Kim wakes up certain that something terrible has happened to Steven. She then assures us via narration that Steven not only survived his encounter with Dr. Jolly, but was struck by a streetlight that unlocked his ability to write again. Steven then arrives in Kim's bedroom with the streetlight still on his head, and proceeds to write a final version of Crime Wave.

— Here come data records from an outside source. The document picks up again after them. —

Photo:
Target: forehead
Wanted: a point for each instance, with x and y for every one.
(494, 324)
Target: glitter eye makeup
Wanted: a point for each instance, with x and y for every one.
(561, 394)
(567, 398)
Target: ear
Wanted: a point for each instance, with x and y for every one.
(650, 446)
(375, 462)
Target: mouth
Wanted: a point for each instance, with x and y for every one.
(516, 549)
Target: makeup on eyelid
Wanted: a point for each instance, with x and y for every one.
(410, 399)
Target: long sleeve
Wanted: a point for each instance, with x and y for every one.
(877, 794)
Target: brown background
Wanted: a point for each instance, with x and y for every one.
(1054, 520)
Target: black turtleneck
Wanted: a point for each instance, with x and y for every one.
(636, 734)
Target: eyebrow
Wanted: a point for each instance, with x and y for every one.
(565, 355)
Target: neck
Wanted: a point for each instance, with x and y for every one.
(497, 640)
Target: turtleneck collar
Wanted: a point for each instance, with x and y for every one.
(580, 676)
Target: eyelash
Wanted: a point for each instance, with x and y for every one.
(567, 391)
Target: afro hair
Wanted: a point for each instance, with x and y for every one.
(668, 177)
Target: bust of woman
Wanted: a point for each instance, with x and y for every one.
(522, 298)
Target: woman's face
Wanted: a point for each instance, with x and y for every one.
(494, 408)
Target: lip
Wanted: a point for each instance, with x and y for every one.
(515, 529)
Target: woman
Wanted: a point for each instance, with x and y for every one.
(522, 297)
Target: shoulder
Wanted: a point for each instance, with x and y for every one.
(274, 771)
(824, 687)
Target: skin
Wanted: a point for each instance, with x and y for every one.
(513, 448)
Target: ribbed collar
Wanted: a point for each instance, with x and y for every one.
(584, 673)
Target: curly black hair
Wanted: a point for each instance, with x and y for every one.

The final script begins by introducing Steven as a top director of Colour Crime films, and ends with Steven leaving a final message on his typewriter : "I really did mean to be good". The middle covers Stevens rise to fame as a director, and his many successes. Kim explains in a final piece of narration that she is going to help Steven write the middles of his stories, and that they'll become successful together. Kim calls out to Steven who has been just out of sight during her narration sequences. We see Steven sharpening a knife, he then approaches Kim menacingly, and suddenly gives her a cake.

==Cast==
- Eva Kovacs as Kim Brown
- John Paizs as Steven Penny
- Darrell Baran as Ronnie Boyles
- Jeffrey Owen Madden as Skip Holliday
- Tea Andrea Tanner as Dawn Holliday
- Mark Yuill as Stanley Falco (as Mark Hunter)
- Neil Lawrie as Dr. C. Jolly (as Neal Lawrie)
- Bob Cloutier as Mr. Brown
- Donna Fullingham as Mrs. Brown (as Donna Fillingham)
- Mitch Funk as Young Dad
- Angela Heck as Young Mom

== Style ==
The film is designed to emulate the look and feel of educational films from the period. Randolph Peters includes a flute and glockenspiel-based score emulating such films (the film concludes with a song based on this theme that discusses the possibility of Steven and Kim getting married sung by a small 1950s-style pop chorus). When Steven Penny is brought into some shady deals, the film takes on more of a neo noir look and sound, inflected with surrealism. One of the film's signature images is the one of a street lamp smashed over Steven's head, which he wears home.

==Critical response==

Jay Scott wrote that "If the great Canadian comedy ever gets made, Winnipeg director John Paizs, whose first full-length feature, Crime Wave, received its world premiere at the Festival of Festivals, may be the filmmaker to do it: Paizs has a unique, off-centre sensibility. When he's cooking, he sizzles." He praised the first hour of the film but wrote that it fell apart in the final 20 minutes, which provided part of the impetus for Paizs to reshoot the ending.

In 2023, Barry Hertz of The Globe and Mail named the film as one of the 23 best Canadian comedy films ever made.